Re: [PATCH] sched/pi: Reweight fair_policy() tasks when inheriting prio

From: Vincent Guittot
Date: Wed Apr 03 2024 - 09:54:29 EST


On Wed, 3 Apr 2024 at 15:40, Steven Rostedt <rostedt@xxxxxxxxxxx> wrote:
>
> On Wed, 3 Apr 2024 15:11:06 +0200
> Vincent Guittot <vincent.guittot@xxxxxxxxxx> wrote:
>
> > On Wed, 3 Apr 2024 at 02:59, Qais Yousef <qyousef@xxxxxxxxxxx> wrote:
> > >
> > > For fair tasks inheriting the priority (nice) without reweighting is
> > > a NOP as the task's share won't change.
> >
> > AFAICT, there is no nice priority inheritance with rt_mutex; All nice
> > tasks are sorted with the same "default prio" in the rb waiter tree.
> > This means that the rt top waiter is not the cfs with highest prio but
> > the 1st cfs waiting for the mutex.
>
> I think the issue here is that the running process doesn't update its
> weight and if there are other tasks that are not contending on this mutex,
> they can still starve the lock owner.

But I think it's on purpose because we don't boost cfs tasks and we
never boost them. That could be a good thing to do but I think that
the current code has not been done for that and this might raise other
problem. I don't think it's an oversight

>
> IIUC (it's been ages since I looked at the code), high nice values (low
> priority) turn to at lease nice 0 when they are "boosted". It doesn't
> improve their chances of getting the lock though.
>
> >
> > >
> > > This is visible when running with PTHREAD_PRIO_INHERIT where fair tasks
> > > with low priority values are susceptible to starvation leading to PI
> > > like impact on lock contention.
> > >
> > > The logic in rt_mutex will reset these low priority fair tasks into nice
> > > 0, but without the additional reweight operation to actually update the
> > > weights, it doesn't have the desired impact of boosting them to allow
> > > them to run sooner/longer to release the lock.
> > >
> > > Apply the reweight for fair_policy() tasks to achieve the desired boost
> > > for those low nice values tasks.
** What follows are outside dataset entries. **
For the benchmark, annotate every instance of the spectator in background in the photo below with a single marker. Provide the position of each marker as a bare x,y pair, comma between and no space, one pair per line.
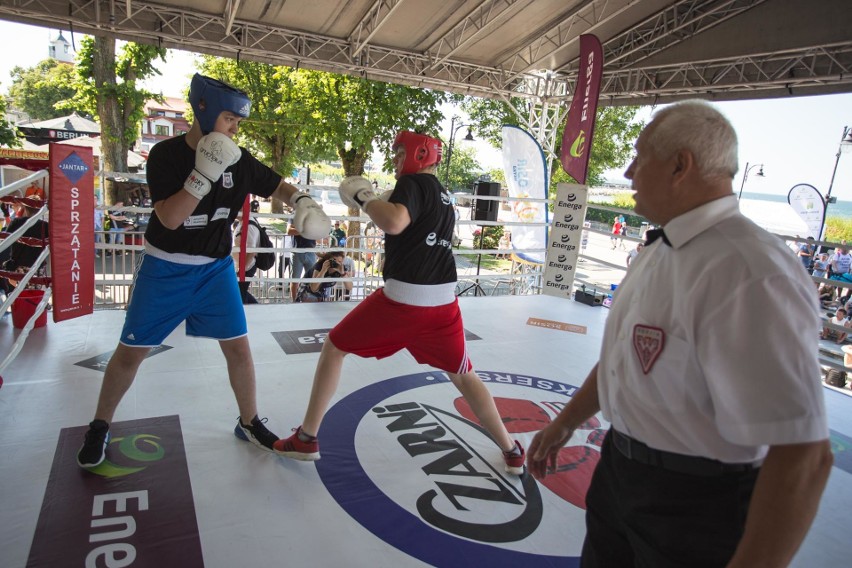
839,262
631,256
348,272
827,295
328,265
821,266
302,261
617,225
118,224
505,244
839,318
338,235
806,253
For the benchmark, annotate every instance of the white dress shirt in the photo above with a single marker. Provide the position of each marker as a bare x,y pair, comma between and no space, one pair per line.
710,347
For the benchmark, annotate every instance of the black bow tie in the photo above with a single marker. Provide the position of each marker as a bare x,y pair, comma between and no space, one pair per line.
654,234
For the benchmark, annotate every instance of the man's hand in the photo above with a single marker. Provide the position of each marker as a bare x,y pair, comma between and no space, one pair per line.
309,218
213,155
544,449
356,191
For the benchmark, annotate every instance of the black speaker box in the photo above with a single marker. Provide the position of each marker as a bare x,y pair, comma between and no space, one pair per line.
835,378
486,210
590,298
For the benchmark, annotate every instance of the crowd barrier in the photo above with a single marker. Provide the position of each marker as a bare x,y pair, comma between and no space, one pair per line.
115,263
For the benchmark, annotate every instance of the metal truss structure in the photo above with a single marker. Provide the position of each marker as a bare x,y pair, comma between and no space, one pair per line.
654,51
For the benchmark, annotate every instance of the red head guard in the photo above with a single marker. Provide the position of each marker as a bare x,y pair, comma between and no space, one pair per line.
421,151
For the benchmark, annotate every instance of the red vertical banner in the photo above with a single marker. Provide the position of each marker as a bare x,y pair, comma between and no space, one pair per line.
72,231
580,125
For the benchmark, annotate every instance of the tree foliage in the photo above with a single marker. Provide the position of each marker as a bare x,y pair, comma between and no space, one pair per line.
107,86
300,116
8,133
615,132
354,115
37,90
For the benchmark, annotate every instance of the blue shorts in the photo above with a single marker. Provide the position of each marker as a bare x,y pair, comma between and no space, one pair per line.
166,293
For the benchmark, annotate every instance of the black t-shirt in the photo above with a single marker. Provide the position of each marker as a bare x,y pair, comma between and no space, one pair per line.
207,231
423,252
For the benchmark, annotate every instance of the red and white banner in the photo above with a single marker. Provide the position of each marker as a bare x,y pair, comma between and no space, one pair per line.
72,231
580,125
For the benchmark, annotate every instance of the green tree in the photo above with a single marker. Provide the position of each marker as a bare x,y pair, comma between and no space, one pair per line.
355,115
615,133
37,90
107,87
8,133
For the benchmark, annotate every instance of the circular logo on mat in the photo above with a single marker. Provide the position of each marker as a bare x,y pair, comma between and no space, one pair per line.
408,460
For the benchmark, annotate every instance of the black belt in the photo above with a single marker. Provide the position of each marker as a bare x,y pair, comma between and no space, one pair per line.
679,463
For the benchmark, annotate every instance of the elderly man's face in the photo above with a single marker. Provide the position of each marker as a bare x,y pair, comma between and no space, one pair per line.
651,177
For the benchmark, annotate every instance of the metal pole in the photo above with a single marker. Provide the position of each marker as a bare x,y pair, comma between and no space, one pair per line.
831,183
742,185
449,154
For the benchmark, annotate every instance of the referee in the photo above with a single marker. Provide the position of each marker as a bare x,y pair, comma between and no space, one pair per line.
718,449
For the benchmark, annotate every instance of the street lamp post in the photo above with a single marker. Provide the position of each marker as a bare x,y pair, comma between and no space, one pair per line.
745,176
453,130
845,140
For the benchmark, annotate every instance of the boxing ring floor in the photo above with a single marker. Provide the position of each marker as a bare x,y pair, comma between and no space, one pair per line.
407,478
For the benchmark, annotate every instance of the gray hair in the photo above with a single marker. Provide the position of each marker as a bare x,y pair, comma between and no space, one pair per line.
697,126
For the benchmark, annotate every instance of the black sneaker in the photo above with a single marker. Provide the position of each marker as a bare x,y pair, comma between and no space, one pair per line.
256,433
94,445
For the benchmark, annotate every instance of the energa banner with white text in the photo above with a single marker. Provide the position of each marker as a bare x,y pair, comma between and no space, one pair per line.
526,177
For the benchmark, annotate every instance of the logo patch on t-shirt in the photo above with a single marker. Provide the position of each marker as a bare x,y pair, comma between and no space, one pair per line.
648,342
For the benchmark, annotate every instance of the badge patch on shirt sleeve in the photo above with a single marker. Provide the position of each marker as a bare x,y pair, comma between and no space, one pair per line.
648,343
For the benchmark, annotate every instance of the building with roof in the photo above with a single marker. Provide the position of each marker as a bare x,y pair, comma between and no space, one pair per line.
162,120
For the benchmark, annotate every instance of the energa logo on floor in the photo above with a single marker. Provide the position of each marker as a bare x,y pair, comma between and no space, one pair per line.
408,460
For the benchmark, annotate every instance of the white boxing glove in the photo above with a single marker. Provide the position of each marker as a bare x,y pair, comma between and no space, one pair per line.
356,191
213,155
309,218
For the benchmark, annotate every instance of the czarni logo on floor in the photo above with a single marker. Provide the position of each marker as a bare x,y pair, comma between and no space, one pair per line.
457,501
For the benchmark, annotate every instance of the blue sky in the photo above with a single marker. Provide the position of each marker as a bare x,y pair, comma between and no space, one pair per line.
796,138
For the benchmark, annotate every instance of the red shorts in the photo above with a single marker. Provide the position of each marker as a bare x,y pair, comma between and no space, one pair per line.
379,327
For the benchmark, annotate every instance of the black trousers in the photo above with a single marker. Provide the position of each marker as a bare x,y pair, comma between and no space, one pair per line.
644,516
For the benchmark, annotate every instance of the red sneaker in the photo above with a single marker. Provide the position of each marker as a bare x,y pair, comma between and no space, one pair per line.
295,448
514,462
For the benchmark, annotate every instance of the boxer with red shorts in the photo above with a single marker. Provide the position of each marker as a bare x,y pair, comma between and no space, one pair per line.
417,309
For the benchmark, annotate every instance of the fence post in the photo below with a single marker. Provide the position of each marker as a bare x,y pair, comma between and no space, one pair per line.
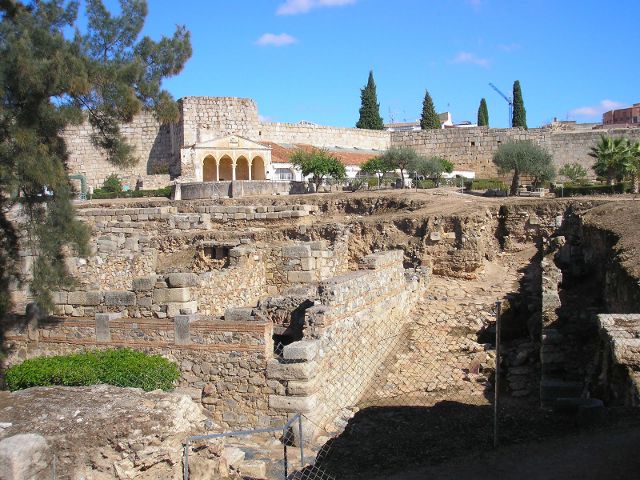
497,379
285,439
301,441
185,461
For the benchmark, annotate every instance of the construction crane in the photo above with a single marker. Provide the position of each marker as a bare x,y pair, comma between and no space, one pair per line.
509,101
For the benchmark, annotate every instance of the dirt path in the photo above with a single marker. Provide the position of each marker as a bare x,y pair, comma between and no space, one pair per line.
611,455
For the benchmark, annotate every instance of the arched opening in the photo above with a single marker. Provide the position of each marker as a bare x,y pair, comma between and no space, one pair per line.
242,169
284,174
226,169
209,173
257,169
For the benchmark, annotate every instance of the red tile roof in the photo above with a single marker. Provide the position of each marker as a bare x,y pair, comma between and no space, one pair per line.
350,157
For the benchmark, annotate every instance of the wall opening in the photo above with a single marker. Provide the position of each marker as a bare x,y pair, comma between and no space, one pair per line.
209,173
242,169
257,169
226,168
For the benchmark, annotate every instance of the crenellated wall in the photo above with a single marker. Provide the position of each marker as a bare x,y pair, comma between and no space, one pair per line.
155,147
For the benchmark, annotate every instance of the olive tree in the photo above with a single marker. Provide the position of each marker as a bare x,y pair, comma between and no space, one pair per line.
523,157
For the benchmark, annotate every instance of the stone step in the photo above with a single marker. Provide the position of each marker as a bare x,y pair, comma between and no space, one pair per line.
551,389
233,455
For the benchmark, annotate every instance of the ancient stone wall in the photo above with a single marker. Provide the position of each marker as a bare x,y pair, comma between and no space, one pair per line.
207,118
329,370
222,363
320,136
473,148
155,149
307,262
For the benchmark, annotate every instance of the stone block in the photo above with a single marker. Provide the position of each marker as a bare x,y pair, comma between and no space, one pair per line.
301,277
25,456
176,308
253,469
103,330
177,280
59,298
296,251
302,350
308,263
170,295
293,404
181,328
242,314
92,298
143,284
300,388
119,298
291,371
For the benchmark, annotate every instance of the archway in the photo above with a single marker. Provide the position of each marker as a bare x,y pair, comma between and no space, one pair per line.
257,169
226,169
209,173
242,169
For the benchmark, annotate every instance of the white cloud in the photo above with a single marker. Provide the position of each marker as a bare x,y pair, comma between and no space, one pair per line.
294,7
509,47
596,110
471,59
273,40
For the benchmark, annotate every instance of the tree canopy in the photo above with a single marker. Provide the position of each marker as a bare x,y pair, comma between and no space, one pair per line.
49,79
483,114
432,167
318,163
400,158
429,120
613,158
519,112
524,157
573,171
369,107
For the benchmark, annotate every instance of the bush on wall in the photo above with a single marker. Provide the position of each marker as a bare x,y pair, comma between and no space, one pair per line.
122,368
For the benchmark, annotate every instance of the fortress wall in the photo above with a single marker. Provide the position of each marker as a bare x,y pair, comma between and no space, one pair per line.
324,136
473,148
153,149
349,333
222,363
207,118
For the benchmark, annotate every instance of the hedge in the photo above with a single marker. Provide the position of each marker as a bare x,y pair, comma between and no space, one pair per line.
570,190
485,184
121,367
100,193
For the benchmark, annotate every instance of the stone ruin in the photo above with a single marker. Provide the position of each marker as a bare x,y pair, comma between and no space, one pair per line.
276,308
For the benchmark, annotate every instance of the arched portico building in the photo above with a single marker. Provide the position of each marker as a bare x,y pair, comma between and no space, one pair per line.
229,159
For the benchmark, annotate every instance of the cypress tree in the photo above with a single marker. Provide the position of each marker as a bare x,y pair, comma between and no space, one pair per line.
49,81
369,107
519,112
483,114
429,119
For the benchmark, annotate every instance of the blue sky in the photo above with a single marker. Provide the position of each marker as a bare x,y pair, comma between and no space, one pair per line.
308,59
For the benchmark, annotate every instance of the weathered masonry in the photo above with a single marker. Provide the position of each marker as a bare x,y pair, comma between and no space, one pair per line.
222,139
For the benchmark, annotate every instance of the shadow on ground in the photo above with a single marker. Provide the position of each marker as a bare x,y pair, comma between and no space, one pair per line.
380,442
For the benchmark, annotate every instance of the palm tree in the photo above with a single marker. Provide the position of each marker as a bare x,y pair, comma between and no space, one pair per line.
632,164
611,154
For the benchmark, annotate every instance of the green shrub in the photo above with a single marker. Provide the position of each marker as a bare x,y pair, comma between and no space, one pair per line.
486,184
112,184
100,193
426,184
122,368
573,189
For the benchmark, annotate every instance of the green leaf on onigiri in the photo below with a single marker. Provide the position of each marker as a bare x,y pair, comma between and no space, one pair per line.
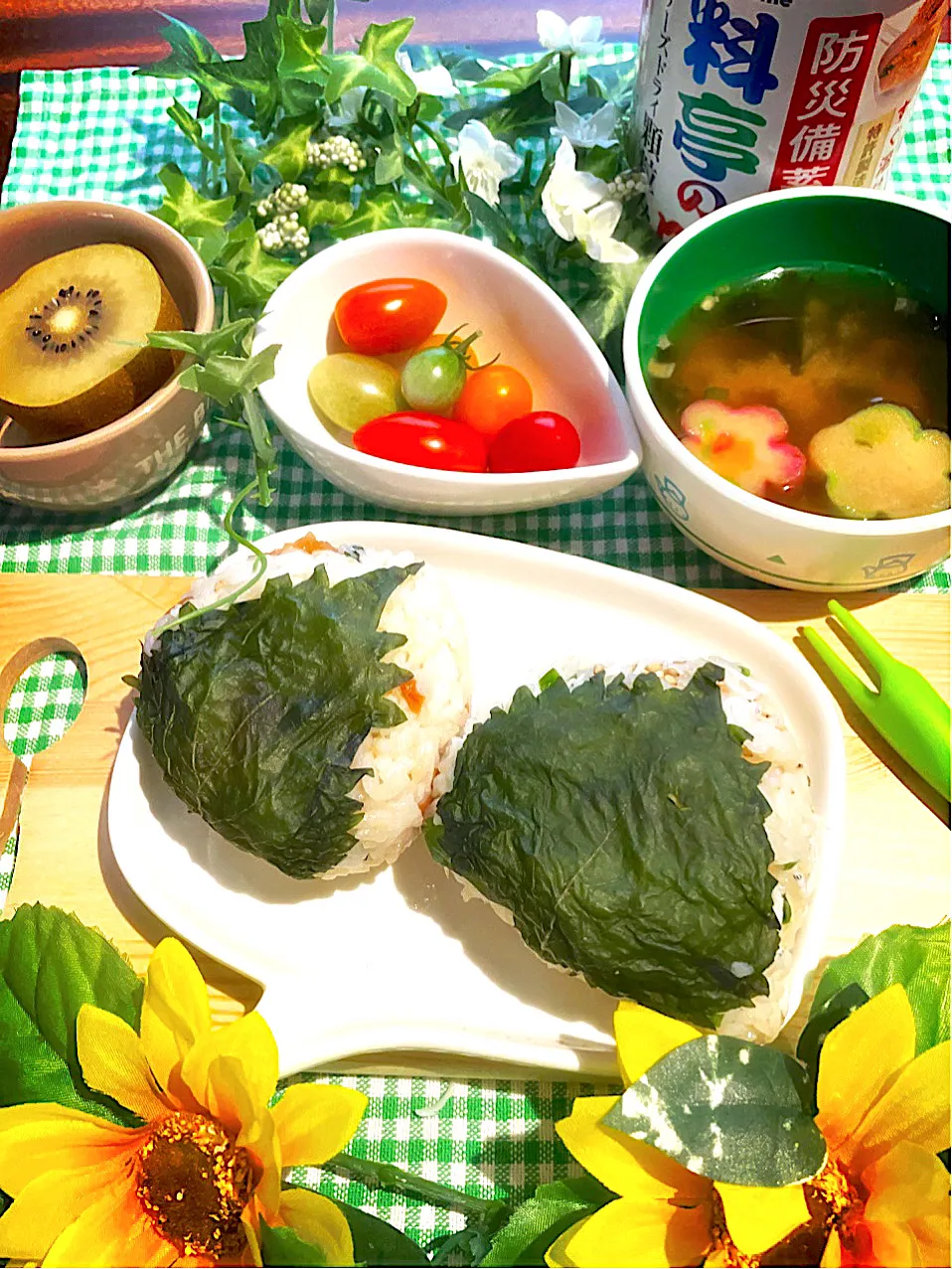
625,832
255,713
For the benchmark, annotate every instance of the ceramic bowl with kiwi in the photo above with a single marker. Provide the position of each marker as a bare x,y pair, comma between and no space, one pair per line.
90,415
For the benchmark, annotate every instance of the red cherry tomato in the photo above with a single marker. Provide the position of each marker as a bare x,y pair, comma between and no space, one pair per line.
421,439
539,442
389,316
491,397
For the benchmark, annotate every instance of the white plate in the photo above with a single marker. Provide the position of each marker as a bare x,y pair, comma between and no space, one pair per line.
398,961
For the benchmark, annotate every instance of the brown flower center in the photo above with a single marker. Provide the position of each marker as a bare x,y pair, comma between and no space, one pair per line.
193,1183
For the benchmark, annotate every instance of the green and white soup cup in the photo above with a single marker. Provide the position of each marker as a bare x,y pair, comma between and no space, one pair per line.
797,228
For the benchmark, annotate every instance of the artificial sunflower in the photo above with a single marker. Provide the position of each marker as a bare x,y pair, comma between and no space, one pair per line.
882,1196
193,1185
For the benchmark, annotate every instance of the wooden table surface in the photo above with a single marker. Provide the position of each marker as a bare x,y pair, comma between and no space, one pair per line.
896,858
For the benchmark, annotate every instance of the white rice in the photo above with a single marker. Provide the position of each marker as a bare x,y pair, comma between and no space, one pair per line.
791,826
403,759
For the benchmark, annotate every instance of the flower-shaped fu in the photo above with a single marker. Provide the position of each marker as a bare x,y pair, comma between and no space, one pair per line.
192,1186
879,1198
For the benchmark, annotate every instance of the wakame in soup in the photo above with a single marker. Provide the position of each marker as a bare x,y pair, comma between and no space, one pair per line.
825,390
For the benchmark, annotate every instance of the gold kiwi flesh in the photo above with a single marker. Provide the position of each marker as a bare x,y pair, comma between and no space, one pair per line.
73,331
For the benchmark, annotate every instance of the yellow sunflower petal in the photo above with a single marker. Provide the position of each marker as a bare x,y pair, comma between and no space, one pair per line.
50,1201
634,1232
319,1221
932,1235
758,1216
914,1108
644,1036
114,1062
905,1185
315,1121
175,1013
893,1245
860,1059
623,1165
36,1139
110,1233
832,1256
248,1042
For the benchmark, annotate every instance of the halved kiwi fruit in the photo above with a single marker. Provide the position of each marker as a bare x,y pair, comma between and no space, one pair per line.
73,331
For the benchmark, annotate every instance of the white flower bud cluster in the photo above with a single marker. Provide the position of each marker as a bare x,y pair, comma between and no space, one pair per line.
335,151
283,228
626,184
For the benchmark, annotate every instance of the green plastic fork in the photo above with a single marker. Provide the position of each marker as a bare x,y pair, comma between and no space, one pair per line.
906,711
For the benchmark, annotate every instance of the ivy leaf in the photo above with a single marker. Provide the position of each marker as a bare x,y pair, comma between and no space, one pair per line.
537,1222
247,271
727,1109
301,55
378,1242
227,340
284,1246
287,149
50,966
329,201
913,954
390,161
201,220
517,79
375,65
228,377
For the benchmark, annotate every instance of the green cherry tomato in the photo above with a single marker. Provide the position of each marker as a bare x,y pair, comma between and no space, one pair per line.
434,379
348,390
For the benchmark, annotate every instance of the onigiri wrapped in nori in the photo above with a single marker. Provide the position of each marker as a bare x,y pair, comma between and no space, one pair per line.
649,828
306,720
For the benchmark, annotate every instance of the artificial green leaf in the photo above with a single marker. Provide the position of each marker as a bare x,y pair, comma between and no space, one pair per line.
287,147
192,128
280,1245
50,966
225,340
537,1222
813,1036
623,829
726,1109
385,211
390,161
375,65
301,55
378,1242
517,79
913,954
227,377
255,713
198,219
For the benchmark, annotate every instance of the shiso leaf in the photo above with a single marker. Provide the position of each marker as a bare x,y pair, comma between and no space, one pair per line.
726,1109
625,832
256,711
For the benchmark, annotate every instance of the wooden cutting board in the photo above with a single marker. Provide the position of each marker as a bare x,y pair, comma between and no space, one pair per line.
896,856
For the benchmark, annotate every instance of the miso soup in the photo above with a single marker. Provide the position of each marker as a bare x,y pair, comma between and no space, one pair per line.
825,390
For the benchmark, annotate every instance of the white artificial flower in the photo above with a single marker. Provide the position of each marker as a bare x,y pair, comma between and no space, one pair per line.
579,207
586,131
348,108
485,160
582,36
435,81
Note that boost here means resetting
> > > their nice to 0; as this is what the current logic does for fair tasks.
> >
> > But you can at the opposite decrease the cfs prio of a task
> > and even worse with the comment :
> > /* XXX used to be waiter->prio, not waiter->task->prio */
> >
> > we use the prio of the top cfs waiter (ie the one waiting for the
> > lock) not the default 0 so it can be anything in the range [-20:19]
> >
> > Then, a task with low prio (i.e. nice > 0) can get a prio boost even
> > if this task and the waiter are low priority tasks
>
>
> Yeah, I'm all confused to exactly how the inheritance works with
> SCHED_OTHER. I know John Stultz worked on this for a bit recently. He's
> Cc'ed. But may not be paying attention ;-)
>
> -- Steve